New in office, Corbett has declared himself pro-school choice.

The latest addition to the commonwealth's arsenal is a proposal to give state-funded vouchers to low-income students in low-performing schools.

Pennsylvania also has a proposal to expand the Educational Improvement Tax Credit, which allows businesses to lower their tax bills by donating money that goes to private school scholarships.

And legislators in both states are considering proposals that would let a majority of parents in low-performing schools petition to turn them into charter schools.

Observers and movement participants also cite the buzz created by three education documentaries: Waiting for "Superman," The Lottery, and The Cartel.

The films have been "extremely important in helping regular people frame how they are thinking" about change, said Derrell Bradford, director of Excellent Education for Everyone (E3), a pro-school-choice group in New Jersey, which is supporting the state's voucherlike bill.

Some critics, however, have said at least some the films unfairly demonize traditional schools and unionized teachers.

Spending on schools also is driving the call for change.

While some observers say aspects of the choice agenda are being used to undermine organized labor and create resentment of public employees, choice activists say people care about using money effectively.

"People are fed up," said Joe Williams, director of Democrats for Education Reform, which supports greater teacher accountability along the same lines as Christie.

Even where there is shared sentiment, people don't necessarily agree how to proceed.

In a survey released by the Pennsylvania School Boards Association, two in three residents said they did not support "taxpayer-funded" vouchers to send children to private schools.
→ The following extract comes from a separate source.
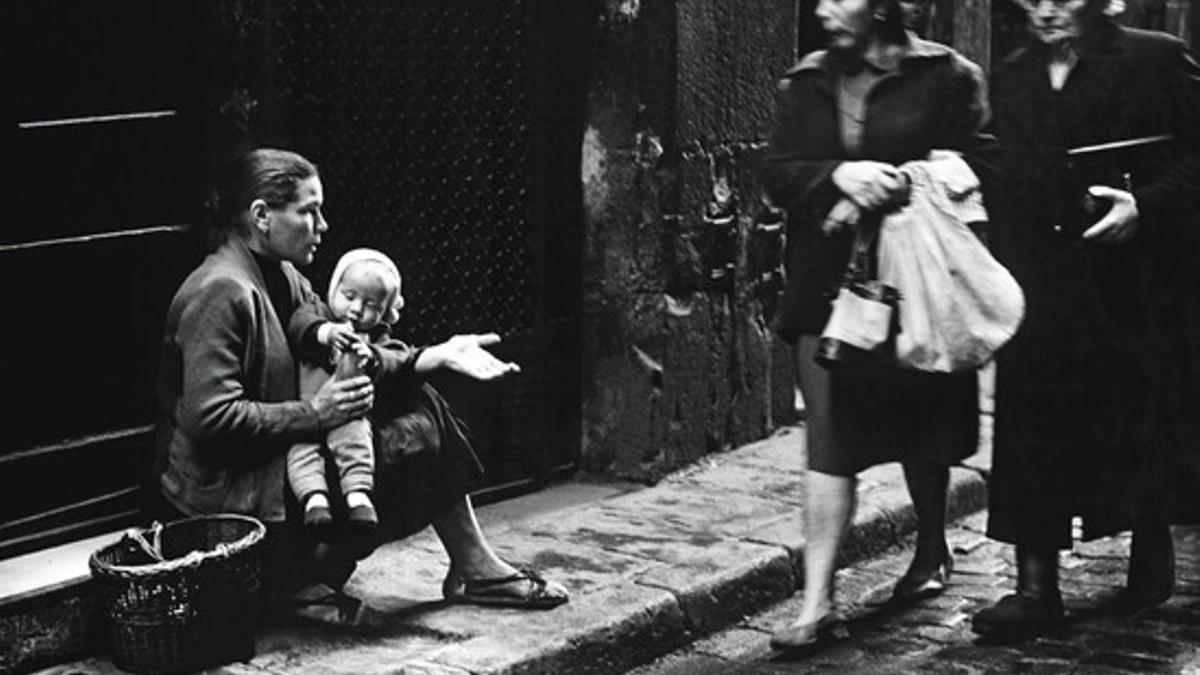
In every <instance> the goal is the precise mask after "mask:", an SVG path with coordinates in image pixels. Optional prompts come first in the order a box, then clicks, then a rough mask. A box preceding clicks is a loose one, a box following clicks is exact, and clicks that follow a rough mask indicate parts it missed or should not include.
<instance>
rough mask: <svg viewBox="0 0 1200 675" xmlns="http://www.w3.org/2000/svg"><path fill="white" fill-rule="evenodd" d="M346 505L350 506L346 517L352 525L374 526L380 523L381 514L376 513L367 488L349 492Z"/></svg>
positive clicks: (362, 525)
mask: <svg viewBox="0 0 1200 675" xmlns="http://www.w3.org/2000/svg"><path fill="white" fill-rule="evenodd" d="M346 506H347V507H349V512H348V513H347V516H346V519H347V520H349V522H350V525H354V526H355V527H366V528H374V527H376V526H377V525H379V516H378V514H376V510H374V504H373V503H371V495H370V494H367V491H366V490H355V491H353V492H347V494H346Z"/></svg>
The association and its New Jersey counterpart oppose vouchers.

Charlotte Hummel, school board president and mother of two students in Delaware County's struggling William Penn School District, which has three schools on the state's lowest-performing list, said low-income districts like hers would struggle as long as local property taxes funded the bulk of education, leaving schools without enough money to do a good job.

"They've designed a system to fail, then they say, 'We will take out the most successful kids and write the other ones off,' " she said.

The William Penn School District gets about 44 percent of its funding from the state. Taking a significant portion of that money for vouchers would have a major impact, Hummel said.

"State funding is our lifeline. Taking it away would destroy our communities on a fast track," she said.

In New Jersey, State Sen. Shirley Turner (D., Mercer) sponsored the bill that is expanding the state interdistrict choice program, which lets students use their state aid to attend schools outside their home districts.

Turner said she supported choice within the public system, including charter schools in failing districts, but she cautioned against getting on the "choice bandwagon" and taking too much support from the schools that educate most of the children - "the ones left behind."

Choice advocates hear those arguments and stand by their efforts.

"We can save some while we work toward saving all, but saving none isn't more fair," E3's Bradford said.